Tacrolimus is excreted in the bile. The elimination half-life from whole blood is approximately 12 hours for immediate release tacrolimus and 31 +/- 8 hours after extended release capsules. Liver dysfunction prolongs the half-life of tacrolimus.
FK506 has a narrow therapeutic window between adequate immunosuppression and toxicity. The most frequent side effect is nephrotoxicity, followed by hyperkalemia, hyperglycemia, GI upset, and neurotoxicity.
Tacrolimus should be monitored using 12- and 24-hour trough concentrations for the immediate-release and extended-release preparations, respectively. Trough blood levels are useful in guiding dosage adjustments to achieve optimal immunosuppression while minimizing toxicity.
Tacrolimus reaches a steady state concentration after four to six doses. Blood concentrations should be checked two to three days after starting tacrolimus and after any dose change. Typically, after transplant, concentrations are measured every one or two days while hospitalized. After discharge, levels should be measured once or twice weekly for the first month; then weekly until three months post transplantation; then every two weeks until six months posttransplant; and then monthly. More frequent measurements may be required if drugs that affect tacrolimus metabolism are added or withdrawn. Dose adjustments can be assessed two to three days after an adjustment.
Preferred therapeutic ranges may vary by transplant type, transplant protocol, and concomitant medications.During the first four weeks following transplant an optimal response is obtained when the trough blood level is in the range of 15 to 20 ng/mL. Metabolism increases as renal and hepatic functions normalize and a steady state is reached two weeks or more after transplant. At that time, optimal trough blood concentrations are generally between 3.0 and 8.0 ng/mL.

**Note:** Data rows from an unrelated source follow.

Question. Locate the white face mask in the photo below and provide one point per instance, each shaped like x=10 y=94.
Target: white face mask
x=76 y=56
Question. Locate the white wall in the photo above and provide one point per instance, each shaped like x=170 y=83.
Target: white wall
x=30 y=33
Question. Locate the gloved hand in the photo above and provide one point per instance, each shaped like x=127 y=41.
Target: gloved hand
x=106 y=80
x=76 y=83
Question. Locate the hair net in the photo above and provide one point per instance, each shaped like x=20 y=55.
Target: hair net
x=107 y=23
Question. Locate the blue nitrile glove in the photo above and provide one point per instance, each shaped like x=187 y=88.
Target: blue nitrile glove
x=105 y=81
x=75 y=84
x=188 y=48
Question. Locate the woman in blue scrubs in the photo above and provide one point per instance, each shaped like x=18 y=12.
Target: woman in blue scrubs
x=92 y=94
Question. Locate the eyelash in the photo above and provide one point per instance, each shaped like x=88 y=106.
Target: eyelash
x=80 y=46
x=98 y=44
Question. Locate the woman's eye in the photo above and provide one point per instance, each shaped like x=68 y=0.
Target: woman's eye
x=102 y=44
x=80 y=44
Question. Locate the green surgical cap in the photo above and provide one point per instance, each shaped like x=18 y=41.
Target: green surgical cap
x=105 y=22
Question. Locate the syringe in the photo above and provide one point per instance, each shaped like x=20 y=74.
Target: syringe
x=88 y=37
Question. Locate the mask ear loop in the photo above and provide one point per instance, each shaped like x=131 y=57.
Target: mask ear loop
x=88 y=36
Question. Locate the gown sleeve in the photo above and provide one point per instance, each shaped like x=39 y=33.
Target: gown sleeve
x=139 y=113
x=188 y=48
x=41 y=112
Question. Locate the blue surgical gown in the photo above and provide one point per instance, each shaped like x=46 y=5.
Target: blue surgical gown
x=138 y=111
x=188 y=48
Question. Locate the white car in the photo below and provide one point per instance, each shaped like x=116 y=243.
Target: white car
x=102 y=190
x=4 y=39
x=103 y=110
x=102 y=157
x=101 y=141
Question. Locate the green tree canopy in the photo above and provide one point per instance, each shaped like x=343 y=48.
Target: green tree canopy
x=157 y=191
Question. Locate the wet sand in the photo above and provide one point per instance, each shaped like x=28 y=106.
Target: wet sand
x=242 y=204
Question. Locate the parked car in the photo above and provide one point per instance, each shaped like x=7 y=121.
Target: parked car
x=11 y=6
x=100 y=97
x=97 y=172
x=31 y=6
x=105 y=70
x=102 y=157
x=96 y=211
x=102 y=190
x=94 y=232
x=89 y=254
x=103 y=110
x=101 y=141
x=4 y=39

Since tacrolimus is a substrate for cytochrome P-450 3A4/5 (CYP3A4/5) enzymes, any drug or chemical that is metabolized by these enzymes or that affects metabolism by these enzymes can potentially interact with calcineurin inhibitors. Furanocoumarins are chemicals present in grapefruit and grapefruit juice. They are potent inhibitors of cytochrome P-450 3A4 enzymes and can increase tacrolimus levels.
Drugs found to increase tacrolimus levels include diltiazem, verapamil, clotrimazole, fluconazole, ketoconazole, voriconazole, clarithromycin, erythromycin, nelfinavir, and ritonavir. Decreased tacrolimus levels have been found with coadministration of rifampicin, phenytoin, carbamazepine, phenobarbital, octreotide, and St John's wort.
Since 90% of tacrolimus is in erythrocytes, whole blood is the preferred specimen for analysis of trough concentrations. Specimen requirement is one lavender top (EDTA) tube of blood. Tacrolimus can be measured by immunoassay or liquid chromatography/mass spectrometry. Immunoassay measures both parent drug and some metabolites whereas LCMS measures parent drug only. Therefore, immunoassay levels tend to be higher than those measured by LCMS.
References
Scott LJ, McKeage K, Keam SJ, et al: Tacrolimus: a further update of its use in the management of organ transplantation. Drugs 2003;63(12):1247-1297.
Alak AM. Measurement of tacrolimus (FK506) and Its metabolites: A review of assay development and application in therapeutic drug monitoring and pharmacokinetic studies. Ther Drug Monit. 1997; 19(3):338-351.